News

Tender prices for construction predicted to rise

MELBOURNE'S strong construction market, which has bucked the national trend, is set to push up local tender prices in the year ahead, particularly in the industrial sector, research shows.

Property consultant Rider Levett Bucknall (RLB) has forecast that tender prices in Melbourne will rise 3-4 per cent this year due to new projects coming on to the market, particularly in retail.

Adelaide, Canberra and Darwin are also expected to rise by a similar amount. As smaller markets, a couple of big projects have a proportionately bigger impact.

Tender price movements in Brisbane and Perth are tipped to decline by 1 per cent, while in Sydney they will grow by 2 per cent, RLB says.

Fellow property consultant Davis Langdon has tipped that construction costs in Melbourne's industrial sector will rise as Melbourne's strength as a big industrial centre gains momentum.

Davis Langdon's leading indicator index for industrial construction for the second quarter shows that Melbourne's industrial developers are taking advantage of the depressed market to create new infrastructure for an upturn in the market.

Roger Hogg, RLB's head of global research and development, said funding constraints applied equally in Melbourne, but the evidence was clear that an upcoming package of projects will have a big impact on the tendering and construction market in the next six to nine months.

''This additional workload may not necessarily all go ahead, but there are reasonable grounds for supposing that it will, in which case it would rapidly soak up resources, particularly in the structural trades, and downstream in the finishes trades,'' he said.

The Davis Langdon index predicted that after relatively flat pricing over the past year, prices in Melbourne's industrial sector would gradually creep up over the next year by about 2 per cent.

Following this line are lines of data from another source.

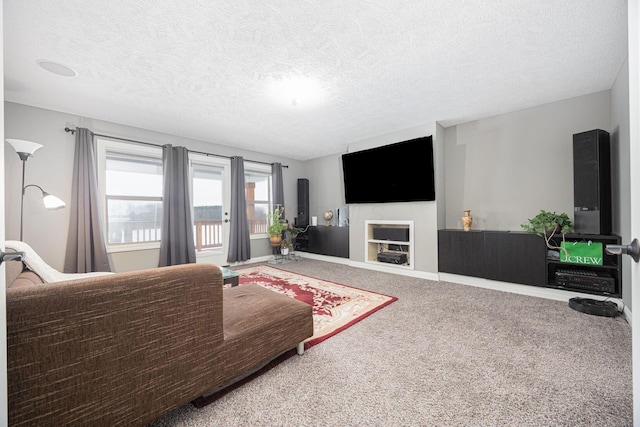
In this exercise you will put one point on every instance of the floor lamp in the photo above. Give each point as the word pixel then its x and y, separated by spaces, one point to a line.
pixel 25 149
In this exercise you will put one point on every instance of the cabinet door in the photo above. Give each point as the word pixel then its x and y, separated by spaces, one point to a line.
pixel 515 257
pixel 461 252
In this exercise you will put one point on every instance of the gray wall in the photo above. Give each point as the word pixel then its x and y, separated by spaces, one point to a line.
pixel 508 167
pixel 52 166
pixel 327 193
pixel 620 166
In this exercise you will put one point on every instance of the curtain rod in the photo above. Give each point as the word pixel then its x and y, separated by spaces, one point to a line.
pixel 73 131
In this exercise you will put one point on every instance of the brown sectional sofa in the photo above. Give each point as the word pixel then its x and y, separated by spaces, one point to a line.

Davis Langdon's industrial index measures the movement in industrial construction prices across Australia.

The weighted national average of the Davis Langdon industrial tender level index dropped by 0.3 per cent nationally over the past year, and looking ahead over the coming year, only a very gradual rise in prices is expected in the range of 1-2 per cent.

Davis Langdon managing director Mark Beattie said activity in the Melbourne industrial sector had been low recently.

''However, with rising container activity at the Port of Melbourne, it is unsurprising that Melbourne has seen comparatively more developments in recent times than other regions,'' he said. ''Construction has been for the most part limited to distribution centres built by owner occupiers - mainly big retailers - making the most of the market downturn and developing bigger and better facilities.''

However, speculative investment remained stagnant, as ''feasibilities are constrained by low yields'', he said.

RLB found that the construction market in Melbourne, and Victoria as a whole, had retained reasonably high levels of activity since the advent of the downturn in the third quarter 2008.